There have to be mechanisms in place for healthcare stakeholders with regard to relying on the accuracy and relevance of the shared healthcare data along with ensuring compliance and security at multiple levels. Privacy issues are still a concern in this space. IT developers and vendors should be able to integrate privacy and security protocols and needs for each infrastructural layer including APIs and third-party applications.
This technological infrastructure should have verification methods for information requests and their authorisation, while each entity which has access to patient information will have responsibility for securing and using data respectively.
With more connected health IT systems, there will be growing cyber-security threats and one system’s vulnerabilities may lead to all connected systems getting exposed as a result.

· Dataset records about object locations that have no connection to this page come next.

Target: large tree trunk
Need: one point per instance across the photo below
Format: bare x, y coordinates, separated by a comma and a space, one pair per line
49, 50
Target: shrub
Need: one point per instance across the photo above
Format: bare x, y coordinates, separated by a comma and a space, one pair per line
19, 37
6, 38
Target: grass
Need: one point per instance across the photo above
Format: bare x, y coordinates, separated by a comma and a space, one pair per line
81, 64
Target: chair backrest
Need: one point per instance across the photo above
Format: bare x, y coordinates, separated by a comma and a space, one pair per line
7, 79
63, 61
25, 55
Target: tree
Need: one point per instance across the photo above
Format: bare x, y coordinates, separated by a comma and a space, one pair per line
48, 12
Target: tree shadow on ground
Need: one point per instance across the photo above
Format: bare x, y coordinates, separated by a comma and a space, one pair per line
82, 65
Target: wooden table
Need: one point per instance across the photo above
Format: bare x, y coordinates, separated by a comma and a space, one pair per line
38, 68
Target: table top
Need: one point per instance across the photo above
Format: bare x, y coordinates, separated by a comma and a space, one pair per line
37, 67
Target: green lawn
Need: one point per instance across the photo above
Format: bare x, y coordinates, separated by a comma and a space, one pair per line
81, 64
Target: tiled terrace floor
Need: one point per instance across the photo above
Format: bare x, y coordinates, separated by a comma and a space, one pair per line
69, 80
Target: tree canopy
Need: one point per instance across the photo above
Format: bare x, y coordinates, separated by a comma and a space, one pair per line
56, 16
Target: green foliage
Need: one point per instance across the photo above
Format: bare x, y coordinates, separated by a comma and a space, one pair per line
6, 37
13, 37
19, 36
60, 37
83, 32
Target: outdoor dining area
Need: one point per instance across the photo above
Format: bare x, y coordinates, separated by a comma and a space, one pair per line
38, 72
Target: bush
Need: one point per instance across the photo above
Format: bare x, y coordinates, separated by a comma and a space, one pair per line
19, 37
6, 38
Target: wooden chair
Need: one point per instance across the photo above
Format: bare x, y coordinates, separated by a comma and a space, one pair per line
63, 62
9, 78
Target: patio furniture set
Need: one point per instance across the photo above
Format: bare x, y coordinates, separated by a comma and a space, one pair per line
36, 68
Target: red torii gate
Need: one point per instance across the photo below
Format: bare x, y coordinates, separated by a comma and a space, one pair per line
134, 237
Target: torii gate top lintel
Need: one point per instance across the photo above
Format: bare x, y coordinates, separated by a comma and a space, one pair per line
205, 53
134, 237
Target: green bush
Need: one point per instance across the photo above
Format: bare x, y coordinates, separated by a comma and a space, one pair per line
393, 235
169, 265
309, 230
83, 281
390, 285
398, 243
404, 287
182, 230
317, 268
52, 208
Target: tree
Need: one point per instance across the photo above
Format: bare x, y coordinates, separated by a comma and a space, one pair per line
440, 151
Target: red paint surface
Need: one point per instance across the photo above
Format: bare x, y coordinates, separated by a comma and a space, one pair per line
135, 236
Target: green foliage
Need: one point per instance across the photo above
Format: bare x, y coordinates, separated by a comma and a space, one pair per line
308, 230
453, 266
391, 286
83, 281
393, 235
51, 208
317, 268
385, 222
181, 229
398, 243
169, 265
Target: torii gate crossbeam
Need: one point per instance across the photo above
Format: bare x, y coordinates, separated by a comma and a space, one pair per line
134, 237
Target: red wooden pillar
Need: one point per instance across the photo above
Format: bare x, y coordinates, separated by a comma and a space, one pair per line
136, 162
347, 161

This will be an ongoing resolution for healthcare players, with regard to building data privacy and security standards, while complying with regulatory aspects seamlessly. Third-party security layers may also be possible through testing, identifying threats, and evaluation of technological upgrades.
In the end, eliminating silos is a vital task for the global healthcare industry today. Developing big data analytics techniques for penetrating deeper into available data is a key priority for several healthcare players. They are using these technologies for understanding the connections between applications, SSL certificate installation, server functions, and more.
Machine and wire data is being analysed and gathered for insights while helping organisations zero in on blockage points which lead to these data silos. Integration of disparate systems across the sector is also vital for accomplishing interoperability at a bigger scale.
Data silos naturally form across several data categories and departments have stored information. These make information inaccurate and inaccessible while hindering effective sharing due to blockages.
The challenges include barriers to sharing critical patient and healthcare data across systems, providers, and the entire network. This impedes quicker decisions and end-consumer fulfilment at multiple levels. At the same time, silos prevent a holistic view of the entire framework for providers.
The benefits include more accessible and usable data throughout multiple systems and stakeholders along with better collaboration across departments and improved decision-making.
Healthcare organizations can rely on big data analytics, centralized systems, better APIs and other tools for eventually overcoming data silos.
Big data analytics can be used for overcoming data silos in the healthcare industry, while some other technologies include data democratisation, a cloud-based operational framework, representation learning, and better data management systems.